Molto spesso si dice, a torto, che il cittadino si allontanerebbe dall’Unione Europea per la sua scarsa trasparenza e per la complessità della sua organizzazione. Niente di più falso. E il prossimo “completamento dell’Unione bancaria” sta a dimostrarlo.
Il processo parte, di norma, attraverso un pronunciamento accademico di una o più rispettabile istituzione economica tedesca o francese, subito ripreso e fatto proprio dalla dirigenza politica di uno Stato membro di secondo piano. Il suddetto Stato membro – se una tale proposta fosse accettata – ci rimetterebbe quanto sta bene, ma tanto ci sono i giornaloni autoctoni a veicolare immediatamente il messaggio opposto, sottolineando solo qualche petizione di principio che resterà sicuramente nel grande libro dei sogni (tanto per dire, la mutualizzazione del rischio bancario tramite EDIS, rispetto alla trasformazione dell’ESM in un Fondo Monetario Europeo a trazione tedesca).
Dibattito, sessioni del Parlamento UE, poi più niente per un certo periodo (ammuina nota anche sotto il nome di “metodo Juncker“). Finché un politico tedesco, possibilmente in qualche consesso non strettamente ufficiale, riprende la questione, l’approfondisce e la trasforma, in buona sostanza, in un ultimatum (che, nel caso di specie, prende il nome carino e un po’ dadaista di non-paper).
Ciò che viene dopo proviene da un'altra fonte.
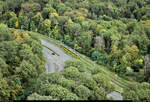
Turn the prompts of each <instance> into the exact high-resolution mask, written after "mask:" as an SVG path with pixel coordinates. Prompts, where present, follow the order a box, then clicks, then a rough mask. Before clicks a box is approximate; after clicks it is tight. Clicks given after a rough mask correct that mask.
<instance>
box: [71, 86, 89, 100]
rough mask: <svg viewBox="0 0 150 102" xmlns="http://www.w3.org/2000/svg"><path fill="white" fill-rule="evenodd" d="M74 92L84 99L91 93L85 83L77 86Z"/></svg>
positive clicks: (75, 88)
mask: <svg viewBox="0 0 150 102" xmlns="http://www.w3.org/2000/svg"><path fill="white" fill-rule="evenodd" d="M74 92H75V93H76V94H77V95H78V96H79V97H80V98H82V99H84V100H87V99H88V98H89V96H90V94H91V92H90V90H89V89H88V88H87V87H85V86H83V85H80V86H78V87H76V88H75V91H74Z"/></svg>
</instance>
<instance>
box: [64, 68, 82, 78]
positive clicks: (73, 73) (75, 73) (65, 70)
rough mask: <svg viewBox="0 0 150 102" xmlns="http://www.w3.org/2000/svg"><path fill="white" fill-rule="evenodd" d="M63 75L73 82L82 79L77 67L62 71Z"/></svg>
mask: <svg viewBox="0 0 150 102" xmlns="http://www.w3.org/2000/svg"><path fill="white" fill-rule="evenodd" d="M62 74H63V76H64V77H65V78H67V79H71V80H79V79H80V72H79V71H78V69H77V68H75V67H68V68H66V69H64V70H62Z"/></svg>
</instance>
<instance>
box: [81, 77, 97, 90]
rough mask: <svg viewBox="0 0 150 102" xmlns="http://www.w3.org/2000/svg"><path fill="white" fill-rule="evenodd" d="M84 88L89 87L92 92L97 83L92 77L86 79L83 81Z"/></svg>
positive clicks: (85, 77) (96, 85)
mask: <svg viewBox="0 0 150 102" xmlns="http://www.w3.org/2000/svg"><path fill="white" fill-rule="evenodd" d="M81 81H82V82H83V84H84V86H86V87H88V88H89V89H91V90H95V88H96V86H97V83H96V82H95V81H94V80H93V79H92V78H91V77H85V79H82V80H81Z"/></svg>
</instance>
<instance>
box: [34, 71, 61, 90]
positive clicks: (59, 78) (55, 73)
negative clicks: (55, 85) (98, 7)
mask: <svg viewBox="0 0 150 102" xmlns="http://www.w3.org/2000/svg"><path fill="white" fill-rule="evenodd" d="M61 77H62V76H61V75H60V73H58V72H55V73H51V74H47V73H42V74H41V75H40V76H39V78H38V81H37V89H38V88H39V87H40V86H41V85H44V84H58V83H59V81H60V80H61Z"/></svg>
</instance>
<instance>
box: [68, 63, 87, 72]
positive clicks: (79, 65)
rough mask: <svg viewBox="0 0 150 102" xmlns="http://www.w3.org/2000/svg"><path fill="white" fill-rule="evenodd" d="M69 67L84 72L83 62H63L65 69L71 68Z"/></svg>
mask: <svg viewBox="0 0 150 102" xmlns="http://www.w3.org/2000/svg"><path fill="white" fill-rule="evenodd" d="M71 66H72V67H75V68H77V69H78V70H79V71H80V72H85V71H86V65H85V64H84V63H83V62H81V61H80V60H74V61H66V62H65V67H71Z"/></svg>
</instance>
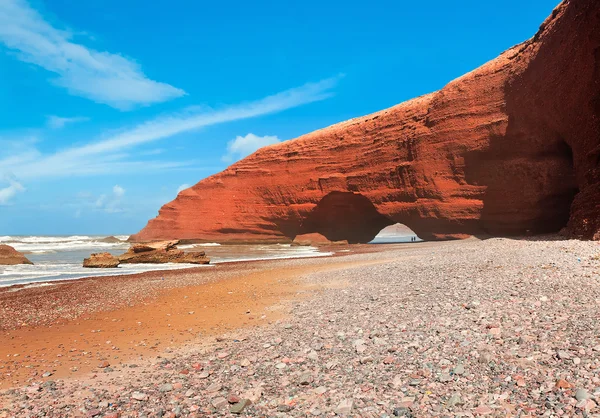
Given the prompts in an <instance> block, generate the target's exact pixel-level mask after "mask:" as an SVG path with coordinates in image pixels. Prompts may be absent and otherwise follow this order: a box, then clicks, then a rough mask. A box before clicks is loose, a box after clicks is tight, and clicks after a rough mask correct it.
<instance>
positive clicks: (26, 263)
mask: <svg viewBox="0 0 600 418" xmlns="http://www.w3.org/2000/svg"><path fill="white" fill-rule="evenodd" d="M16 264H33V263H32V262H31V261H29V260H28V259H27V257H25V256H24V255H23V254H21V253H20V252H19V251H17V250H15V249H14V248H13V247H11V246H10V245H4V244H3V245H0V265H4V266H13V265H16Z"/></svg>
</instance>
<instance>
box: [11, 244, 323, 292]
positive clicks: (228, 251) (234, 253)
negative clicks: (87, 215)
mask: <svg viewBox="0 0 600 418" xmlns="http://www.w3.org/2000/svg"><path fill="white" fill-rule="evenodd" d="M104 238H106V237H105V236H81V235H76V236H69V237H66V236H64V237H63V236H51V237H50V236H0V244H7V245H10V246H12V247H14V248H15V249H16V250H18V251H21V252H23V253H25V255H26V257H27V258H28V259H29V260H31V262H32V263H34V265H33V266H32V265H17V266H0V287H6V286H12V285H16V284H31V285H36V286H39V285H43V284H44V283H49V282H52V281H55V280H75V279H80V278H82V277H97V276H115V275H122V274H133V273H141V272H145V271H152V270H174V269H185V268H191V267H205V268H211V266H210V265H206V266H199V265H196V264H174V263H166V264H124V265H121V266H119V267H118V268H115V269H89V268H83V267H82V263H83V259H84V258H86V257H89V255H90V254H91V253H97V252H109V253H111V254H113V255H119V254H122V253H124V252H125V251H127V249H128V248H129V243H128V242H126V240H127V238H129V237H128V236H127V235H120V236H116V238H118V239H119V240H121V241H120V242H114V243H113V242H103V241H102V240H103V239H104ZM178 248H180V249H185V250H186V251H194V250H196V251H198V250H203V251H205V252H206V254H207V256H209V257H210V259H211V264H218V263H226V262H233V261H247V260H268V259H277V258H301V257H318V256H327V255H331V254H332V253H327V252H321V251H319V250H318V249H317V248H315V247H296V246H291V245H289V244H274V245H219V244H216V243H207V244H194V245H181V246H179V247H178Z"/></svg>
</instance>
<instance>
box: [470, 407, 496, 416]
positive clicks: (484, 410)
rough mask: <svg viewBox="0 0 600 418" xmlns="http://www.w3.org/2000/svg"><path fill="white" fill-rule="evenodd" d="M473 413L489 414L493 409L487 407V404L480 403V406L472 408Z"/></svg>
mask: <svg viewBox="0 0 600 418" xmlns="http://www.w3.org/2000/svg"><path fill="white" fill-rule="evenodd" d="M473 413H474V414H475V415H490V414H493V413H494V411H493V410H492V409H491V408H489V407H488V406H485V405H481V406H478V407H477V408H475V409H474V410H473Z"/></svg>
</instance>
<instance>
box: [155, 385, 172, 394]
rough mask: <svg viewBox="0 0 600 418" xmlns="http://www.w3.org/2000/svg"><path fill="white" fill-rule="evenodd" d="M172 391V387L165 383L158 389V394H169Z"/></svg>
mask: <svg viewBox="0 0 600 418" xmlns="http://www.w3.org/2000/svg"><path fill="white" fill-rule="evenodd" d="M172 390H173V385H172V384H170V383H165V384H163V385H161V386H160V387H159V388H158V391H159V392H163V393H165V392H171V391H172Z"/></svg>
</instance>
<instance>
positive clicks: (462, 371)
mask: <svg viewBox="0 0 600 418" xmlns="http://www.w3.org/2000/svg"><path fill="white" fill-rule="evenodd" d="M452 373H454V374H457V375H462V374H464V373H465V366H463V365H462V364H459V365H457V366H456V367H455V368H454V369H453V370H452Z"/></svg>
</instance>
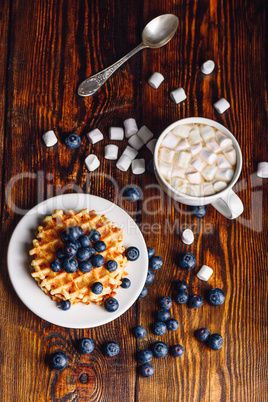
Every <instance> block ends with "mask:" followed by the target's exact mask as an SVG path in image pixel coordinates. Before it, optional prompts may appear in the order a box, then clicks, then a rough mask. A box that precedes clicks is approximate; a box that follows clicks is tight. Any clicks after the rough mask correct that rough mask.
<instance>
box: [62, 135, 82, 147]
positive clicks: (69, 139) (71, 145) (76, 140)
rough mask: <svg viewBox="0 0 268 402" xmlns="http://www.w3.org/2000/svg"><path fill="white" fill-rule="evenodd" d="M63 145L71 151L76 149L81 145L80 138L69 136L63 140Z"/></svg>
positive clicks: (78, 137) (78, 136)
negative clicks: (69, 148)
mask: <svg viewBox="0 0 268 402" xmlns="http://www.w3.org/2000/svg"><path fill="white" fill-rule="evenodd" d="M65 144H66V145H67V147H69V148H71V149H75V148H78V147H80V145H81V138H80V137H79V135H77V134H70V135H69V136H68V137H67V138H65Z"/></svg>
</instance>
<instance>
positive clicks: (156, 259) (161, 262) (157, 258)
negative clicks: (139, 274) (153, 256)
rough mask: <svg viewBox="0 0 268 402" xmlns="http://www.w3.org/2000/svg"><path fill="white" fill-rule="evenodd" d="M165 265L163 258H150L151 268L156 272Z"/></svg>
mask: <svg viewBox="0 0 268 402" xmlns="http://www.w3.org/2000/svg"><path fill="white" fill-rule="evenodd" d="M162 265H163V260H162V258H161V257H158V256H154V257H151V258H149V267H150V268H152V269H154V270H155V271H158V269H160V268H161V267H162Z"/></svg>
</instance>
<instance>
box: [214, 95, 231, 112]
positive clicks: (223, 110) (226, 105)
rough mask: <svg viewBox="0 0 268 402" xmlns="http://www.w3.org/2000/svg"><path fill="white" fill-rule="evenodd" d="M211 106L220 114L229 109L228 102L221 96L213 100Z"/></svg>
mask: <svg viewBox="0 0 268 402" xmlns="http://www.w3.org/2000/svg"><path fill="white" fill-rule="evenodd" d="M213 106H214V108H215V109H216V110H217V112H218V113H220V114H222V113H224V112H226V110H227V109H229V107H230V103H229V102H228V101H227V100H226V99H224V98H221V99H219V100H218V101H217V102H215V103H214V105H213Z"/></svg>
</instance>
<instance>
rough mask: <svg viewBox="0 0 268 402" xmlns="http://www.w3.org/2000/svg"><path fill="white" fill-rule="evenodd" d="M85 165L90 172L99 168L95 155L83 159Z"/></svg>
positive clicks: (98, 159) (91, 171) (98, 165)
mask: <svg viewBox="0 0 268 402" xmlns="http://www.w3.org/2000/svg"><path fill="white" fill-rule="evenodd" d="M85 164H86V166H87V168H88V170H89V171H90V172H93V170H96V169H97V168H98V167H99V166H100V161H99V159H98V158H97V156H96V155H94V154H90V155H88V156H87V157H86V159H85Z"/></svg>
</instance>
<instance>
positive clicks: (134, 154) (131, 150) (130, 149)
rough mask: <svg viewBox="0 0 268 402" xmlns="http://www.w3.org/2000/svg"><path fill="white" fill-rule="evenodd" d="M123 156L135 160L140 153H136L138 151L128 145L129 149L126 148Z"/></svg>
mask: <svg viewBox="0 0 268 402" xmlns="http://www.w3.org/2000/svg"><path fill="white" fill-rule="evenodd" d="M122 155H124V156H128V157H129V159H131V160H133V159H135V158H136V156H137V155H138V151H136V149H134V148H132V147H130V146H129V145H127V147H126V148H125V150H124V152H123V153H122Z"/></svg>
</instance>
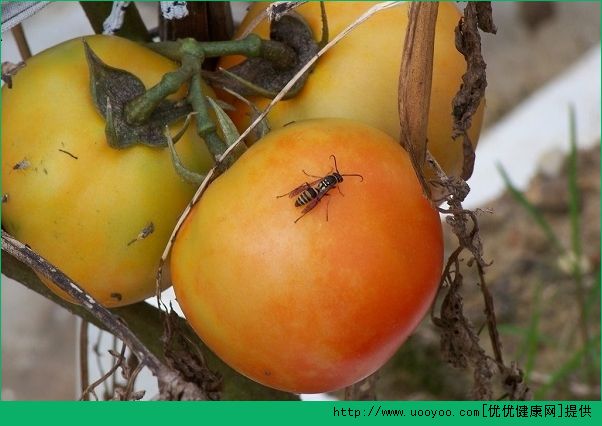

A questo punto entrano in scena prima la Banca Centrale Europea, che entra a gamba tesa nel dibattito (?) modificando le norme di vigilanza (ne abbiamo parlato qui), quindi la Commissione Europea ,che – spesso formalmente criticando la posizione tedesca o comunque tentando di discostarsene – elabora una proposta più complessiva che, con qualche minimo aggiustamento, ne ricalca le linee fondamentali e, soprattutto, ne sposa gli obiettivi di fondo (sì alla trasformazione dell’ESM in un Fondo Monetario Europeo, no all’EDIS, Schäuble è accontentato).
In passato, il processo si concludeva con l’approvazione della misura e l’entusiastica approvazione da parte dei succitati politici degli Stati membri più penalizzati; per restare al caso di Unione bancaria e Direttiva BRRD (quella del bail-in):
Finita ora sessione Consiglio Europeo.Approvata Banking Union.Per tutelare risparmiatori e evitare nuove crisi.Buon passo verso UE più unita
— Enrico Letta (@EnricoLetta) 19 dicembre 2013
L’accordo sulla BRRD contribuisce a spezzare il circolo vizioso tra rischio sovrano e rischio bancario. #Ecofin
— Fabrizio Saccomanni (@FabSaccomanni) 26 giugno 2013
Tanto, entro il successivo quinquennio, una nuova generazione di politici – rigorosamente dei medesimi partiti dei precedenti – avrebbe considerato la decisione “un errore”, avrebbe voltato pagina ed avrebbe fatto peggio.
Poiché però, di recente, il lustro di ripensamento si è accorciato significativamente causa danni immediati delle decisioni prese a livello europeo, e siccome talvolta i politici implicati non sono del tutto usciti dalla scena politica, recenti riforme procedurali hanno introdotto la possibilità di un limitato ma comunque significativo sbattimento di pugni sul tavolo prima della in ogni caso immancabile deglutizione dell’amara medicina. Lo sbattipugnismo, in quanto trasversale, è spesso affidato a qualche tecnico indipendente, ma – ovviamente – anche al buffone di corte è lasciata, tradizionalmente, una certa libertà di parola.
#Patuelli, come #Tajani, si appella a centralità PE su normativa, non sapendo che politici hanno dato mano libera a BCE su questi temi
— Marco Zanni (@Marcozanni86) 11 ottobre 2017
Alcuni dirigenti europei del settore bancario ignorano che il loro compito è EVITARE crisi del credito, non CREARLE. #europasìmanoncosì #EU
— Matteo Renzi (@matteorenzi) 5 ottobre 2017
D’altronde, con i bambini piccoli e un po’ recalcitranti, da sempre ci si comporta così.